A propaganda foi maciça. O jogo seria em Santiago, no Estádio Nacional – o mesmo palco que servira de masmorra para torturas e assassinatos naquele famigerado setembro de 1973. Ao todo, 1534 quilômetros separam Calama da capital do país. Uma mobilização populista criou um clima absurdamente bélico para o jogo. A Conmebol, incumbida de fazer sua parte, escalou um emérito árbitro caseiro pra coisa; Ramón Barreto, apitador uruguaio, de “bons” serviços prestados, foi o escolhido. E todo o Chile entendeu que o Flamengo era um inimigo de uma pátria boa, ordeira e humilde. O resultado foi clamoroso…
Logo na chegada da delegação rubro-negra, testemunharam-se coisas estranhas.
“Chegamos e vimos um corredor polonês formado por guardas de escudos e cassetetes. Ao entrarmos, eles estreitaram o corredor e ali mesmo já tomamos uns dois ou três pescoções cada um” Relatou Adílio, muito tempo depois em entrevista para o Globo Esporte. A coisa já começou fervendo.
Dentro de campo, a marcação também foi cerrada. O Cobreloa era um bom time. Tinha bons meias, marcadores implacáveis como Eduardo Jiménez e Enzo Escobar, e ambos chegavam junto à vera mesmo. Mas o absurdo aconteceu aos 24 minutos do 1º Tempo; rebote de um chute de Nunes, Adílio vai atrás da jogada e recebe uma pancada no rosto. Imediatamente sai do lance e reclama com o árbitro.
“Desde o começo do jogo a gente viu que ele estava com uma pedra na mão. Não entendia porque daquilo. Dali então, na primeira bola que dividimos eu descobri o porquê” Disse o camisa 8.
Com uma braçada, Mario Soto acerta a pedra no rosto de Adílio e abre o seu supercílio. Nada fora marcado e a pancadaria seguiu comendo solta.
“O Flamengo precisa se impor. Tudo que é um grande time e veio aqui pra jogar futebol, mas se a coisa ta desse jeito, precisa se defender” Dizia na transmissão da Globo, o comentarista Gerson, o “Canhotinha de Ouro”. Mas o Mengão não se defendeu.
O jogo seguiu com o Cobreloa sentando a bota e nenhuma atitude por parte de Ramón Barreto. Héctor Puebla, atacante do quadro laranja, pisou em Junior no chão; Armando Alarcon, em um carrinho por cima, abriu a canela de Mozer; Zico, não passava uma disputa de bola sem tomar um tapa na cara ou uma pegada no tornozelo. Na beira do gramado, o clima seguia igualmente tenso.

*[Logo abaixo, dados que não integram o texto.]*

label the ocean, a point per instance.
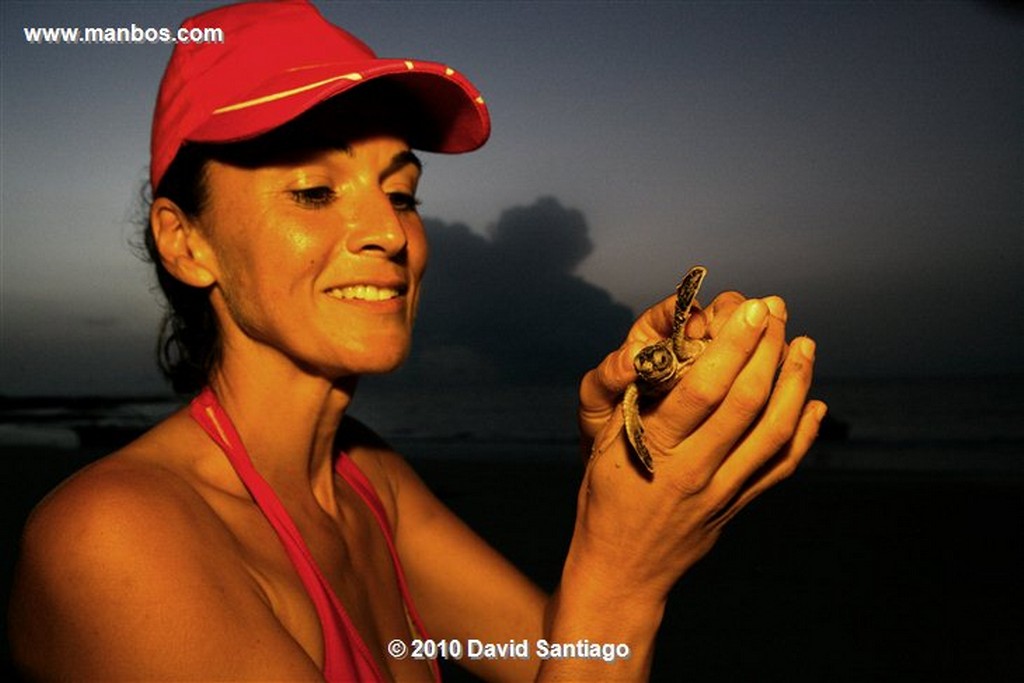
(973, 424)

Em uma tentativa do técnico Carpegiani de passar uma instrução, foi imediatamente coibida por um policial que avançou com seu cachorro, um pastor alemão, para cima do comandante rubro-negro.
“Sentá, weón!”
O Flamengo “sentou”. Sem poder de reação à pancadaria, ainda viu Lico sair de campo com uma orelha cortada e dois dentes a menos. A reclamação também era contra Mario Soto. Com Baroninho em campo o clube carioca conseguiu segurar o Cobreloa até os 34′ da etapa complementar, quando Ramon Barreto inventou uma falta alegando toque de mão da zaga visitante. Na cobrança de Victor Merello, a bola desvia em Mozer e entra. Festa em Santiago.

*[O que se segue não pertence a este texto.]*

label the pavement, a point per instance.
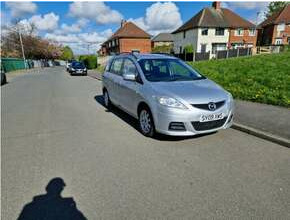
(55, 125)
(265, 121)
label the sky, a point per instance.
(85, 25)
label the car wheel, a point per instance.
(107, 100)
(146, 123)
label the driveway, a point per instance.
(54, 125)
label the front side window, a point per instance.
(239, 32)
(156, 70)
(219, 31)
(129, 67)
(117, 66)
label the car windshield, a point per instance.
(156, 70)
(78, 65)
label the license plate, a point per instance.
(211, 117)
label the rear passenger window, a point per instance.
(129, 67)
(117, 66)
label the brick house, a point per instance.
(129, 37)
(162, 39)
(275, 30)
(213, 29)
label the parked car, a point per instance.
(68, 64)
(166, 95)
(78, 68)
(3, 76)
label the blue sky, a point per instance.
(78, 24)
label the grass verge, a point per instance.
(263, 78)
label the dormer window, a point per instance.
(239, 32)
(204, 31)
(219, 31)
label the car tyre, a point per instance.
(107, 101)
(146, 123)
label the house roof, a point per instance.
(211, 17)
(130, 30)
(163, 37)
(282, 16)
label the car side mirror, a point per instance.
(129, 76)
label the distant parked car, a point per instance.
(166, 95)
(3, 76)
(78, 68)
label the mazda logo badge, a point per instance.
(211, 106)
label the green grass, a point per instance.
(262, 78)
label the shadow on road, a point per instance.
(134, 123)
(52, 206)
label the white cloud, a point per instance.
(81, 41)
(19, 9)
(98, 11)
(160, 17)
(74, 28)
(47, 22)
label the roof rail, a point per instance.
(133, 53)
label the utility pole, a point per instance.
(22, 48)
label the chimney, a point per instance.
(216, 5)
(123, 22)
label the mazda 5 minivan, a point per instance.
(166, 95)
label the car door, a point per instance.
(113, 78)
(129, 90)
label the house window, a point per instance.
(219, 31)
(204, 31)
(239, 32)
(278, 41)
(281, 27)
(218, 46)
(202, 48)
(252, 32)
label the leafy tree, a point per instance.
(274, 7)
(67, 53)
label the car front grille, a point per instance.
(205, 106)
(203, 126)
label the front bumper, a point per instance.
(163, 116)
(83, 72)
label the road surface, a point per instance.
(54, 125)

Jogadores, torcedores, repórteres, fotógrafos, policiais, gandulas, uma massa entra no campo para comemorar o gol derradeiro. Daí pra frente ficou fácil para os zorros.
Contando com a boa vontade do juizão, o Cobreola consegue adiar a decisão para o terceiro jogo uma semana depois. A partida seria realizada em campo neutro, no Estádio Centenário em Montevidéu, onde o Flamengo, além de vencer o jogo por 2 a 0, contou com o “Murro Cívico” de Anselmo em Mario Soto.